Description
I have a use case where I need to download dataframes from multiple s3 buckets with different credentials.
By default, s3fs uses env variables such as AWS_PROFILE
AWS_ACCESS_KEY_ID
etc to determine credentials. However, this will not work for me as I need different credentials for different buckets.
The s3fs docs show you can alternatively authenticate like so:
https://fs-s3fs.readthedocs.io/en/latest/#authentication
s3fs = open_fs('s3://<access key>:<secret key>@mybucket')
I attempted to use this idea with pandas
df = pd.read_csv("s3://<access key>:<secret key>@mybucket/csv_key")

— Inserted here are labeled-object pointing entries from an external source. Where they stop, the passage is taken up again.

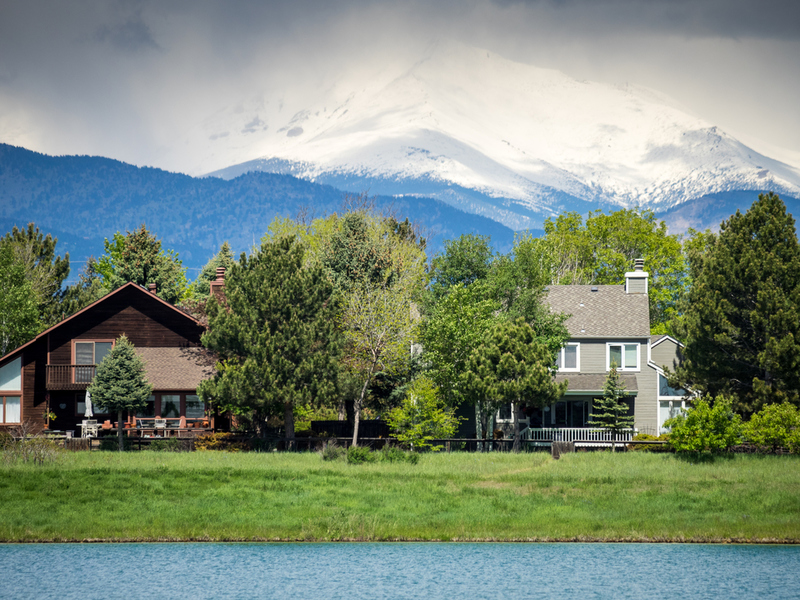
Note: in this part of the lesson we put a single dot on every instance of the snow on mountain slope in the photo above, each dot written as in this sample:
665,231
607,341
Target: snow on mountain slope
523,139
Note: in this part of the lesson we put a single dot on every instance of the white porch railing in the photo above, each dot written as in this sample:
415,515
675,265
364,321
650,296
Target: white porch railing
575,434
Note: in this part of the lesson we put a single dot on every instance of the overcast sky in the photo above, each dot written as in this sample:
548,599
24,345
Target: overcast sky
125,79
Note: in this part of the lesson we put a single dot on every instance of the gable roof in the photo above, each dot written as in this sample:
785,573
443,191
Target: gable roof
106,298
176,369
607,312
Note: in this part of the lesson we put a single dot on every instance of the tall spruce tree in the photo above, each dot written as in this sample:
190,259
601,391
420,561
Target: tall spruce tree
120,383
741,321
512,366
612,412
275,336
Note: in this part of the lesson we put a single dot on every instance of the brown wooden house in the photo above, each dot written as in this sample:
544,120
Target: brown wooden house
51,372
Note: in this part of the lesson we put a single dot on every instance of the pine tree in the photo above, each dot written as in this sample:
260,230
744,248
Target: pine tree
612,412
275,336
202,285
512,366
120,383
741,322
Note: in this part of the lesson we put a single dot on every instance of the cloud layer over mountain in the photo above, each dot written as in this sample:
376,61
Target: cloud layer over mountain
134,80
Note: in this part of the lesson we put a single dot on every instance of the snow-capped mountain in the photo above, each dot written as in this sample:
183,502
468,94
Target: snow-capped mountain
494,137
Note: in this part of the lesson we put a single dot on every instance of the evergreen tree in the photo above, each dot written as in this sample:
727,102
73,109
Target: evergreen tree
512,366
201,287
19,316
612,411
741,321
138,256
276,336
44,270
120,383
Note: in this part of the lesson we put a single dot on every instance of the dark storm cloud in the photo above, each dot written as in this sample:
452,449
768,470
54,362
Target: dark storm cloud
133,34
128,78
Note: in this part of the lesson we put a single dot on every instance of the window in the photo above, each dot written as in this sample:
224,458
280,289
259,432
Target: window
569,357
624,356
194,407
170,406
11,381
10,409
149,410
665,391
87,355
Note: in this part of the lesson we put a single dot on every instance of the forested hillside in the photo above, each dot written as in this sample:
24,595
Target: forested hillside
81,200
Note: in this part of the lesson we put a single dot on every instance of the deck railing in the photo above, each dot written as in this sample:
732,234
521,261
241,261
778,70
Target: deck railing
575,434
70,377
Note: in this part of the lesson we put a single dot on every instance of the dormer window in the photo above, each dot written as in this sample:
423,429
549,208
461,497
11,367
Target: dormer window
569,357
87,355
624,356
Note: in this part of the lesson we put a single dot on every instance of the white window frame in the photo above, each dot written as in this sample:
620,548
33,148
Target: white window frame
665,398
561,357
623,344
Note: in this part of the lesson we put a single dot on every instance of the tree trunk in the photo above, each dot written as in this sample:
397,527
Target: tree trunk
479,430
120,427
357,410
288,422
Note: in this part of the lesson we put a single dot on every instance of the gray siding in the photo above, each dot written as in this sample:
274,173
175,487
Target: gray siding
665,354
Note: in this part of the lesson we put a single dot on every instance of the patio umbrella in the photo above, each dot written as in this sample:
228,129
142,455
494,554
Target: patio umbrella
88,414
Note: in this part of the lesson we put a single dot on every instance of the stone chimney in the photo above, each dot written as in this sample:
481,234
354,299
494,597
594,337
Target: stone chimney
636,280
218,285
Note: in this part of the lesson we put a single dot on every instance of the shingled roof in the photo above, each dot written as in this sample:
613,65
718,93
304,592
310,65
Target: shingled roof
607,312
175,369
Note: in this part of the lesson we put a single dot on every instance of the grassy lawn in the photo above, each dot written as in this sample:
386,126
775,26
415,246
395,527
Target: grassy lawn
224,496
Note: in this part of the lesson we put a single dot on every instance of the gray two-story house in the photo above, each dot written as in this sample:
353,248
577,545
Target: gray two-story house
607,324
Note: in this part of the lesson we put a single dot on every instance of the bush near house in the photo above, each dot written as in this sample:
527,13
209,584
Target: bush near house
775,427
706,427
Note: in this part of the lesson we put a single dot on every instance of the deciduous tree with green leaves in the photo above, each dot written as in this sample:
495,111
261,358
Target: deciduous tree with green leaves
19,315
610,411
120,384
275,336
422,416
741,317
138,256
44,270
603,249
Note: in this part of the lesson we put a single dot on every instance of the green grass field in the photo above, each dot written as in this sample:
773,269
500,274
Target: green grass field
147,496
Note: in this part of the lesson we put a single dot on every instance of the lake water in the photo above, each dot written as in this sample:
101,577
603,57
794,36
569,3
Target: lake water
399,570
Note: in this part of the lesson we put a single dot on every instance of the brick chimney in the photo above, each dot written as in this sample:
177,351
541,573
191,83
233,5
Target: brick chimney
218,285
636,280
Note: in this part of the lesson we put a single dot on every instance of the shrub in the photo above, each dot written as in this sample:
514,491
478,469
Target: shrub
705,428
775,426
228,442
360,454
394,454
646,437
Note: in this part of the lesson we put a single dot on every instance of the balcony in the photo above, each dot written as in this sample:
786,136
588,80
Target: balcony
70,377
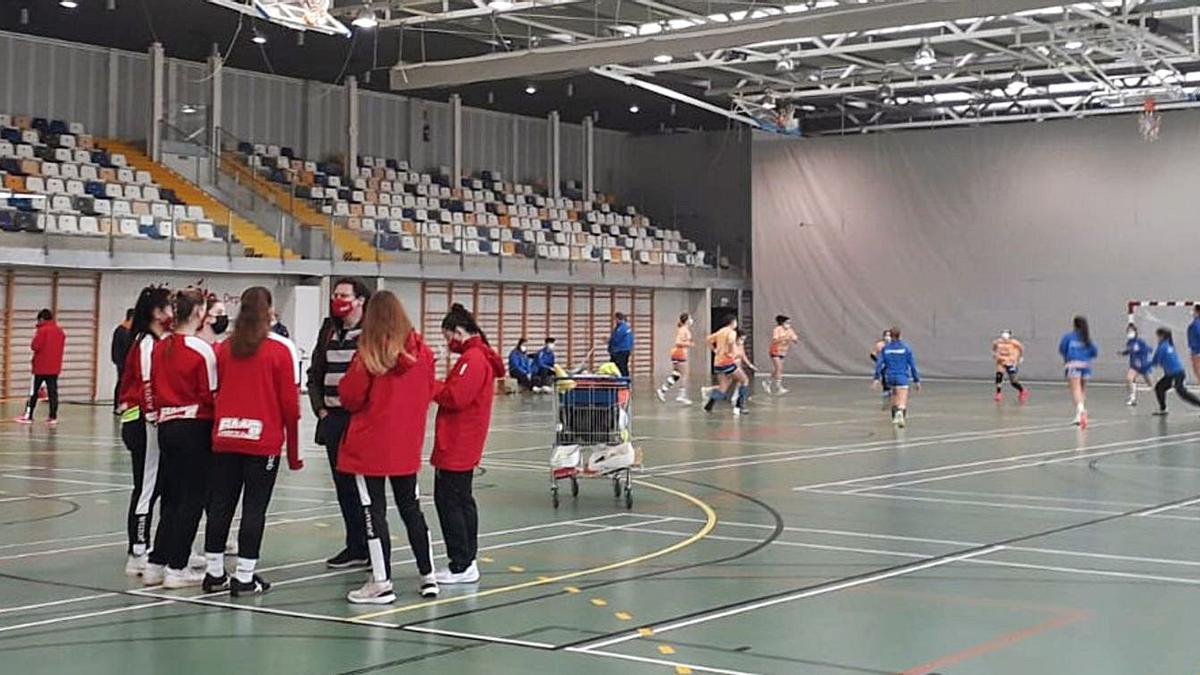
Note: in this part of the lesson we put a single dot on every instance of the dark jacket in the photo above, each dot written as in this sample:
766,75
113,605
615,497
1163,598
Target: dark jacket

but this raised an exception deep within s3fs saying invalid bucket name. potentially caused by stripping logic here:
https://github.com/pandas-dev/pandas/blob/master/pandas/io/s3.py#L29
I think we could easily support authentication using this syntax:
pd.read_csv("s3://<access key>:<secret key>@mybucket/csv_key")
By modifying the code here:
https://github.com/pandas-dev/pandas/blob/master/pandas/io/s3.py#L27
The idea being we first attempt to match the filepath_or_buffer
for the access key and secret key. If matched, we pass these into s3fs.FileSystem
m = re.match(pattern, filepath_or_buffer)
if match is not None:
access_key, secret_key, bucket_name = match.groups()
fs = s3fs.FileSystem(bucket_name, aws_access_key_id=access_key, aws_secret_key=secret_key)
...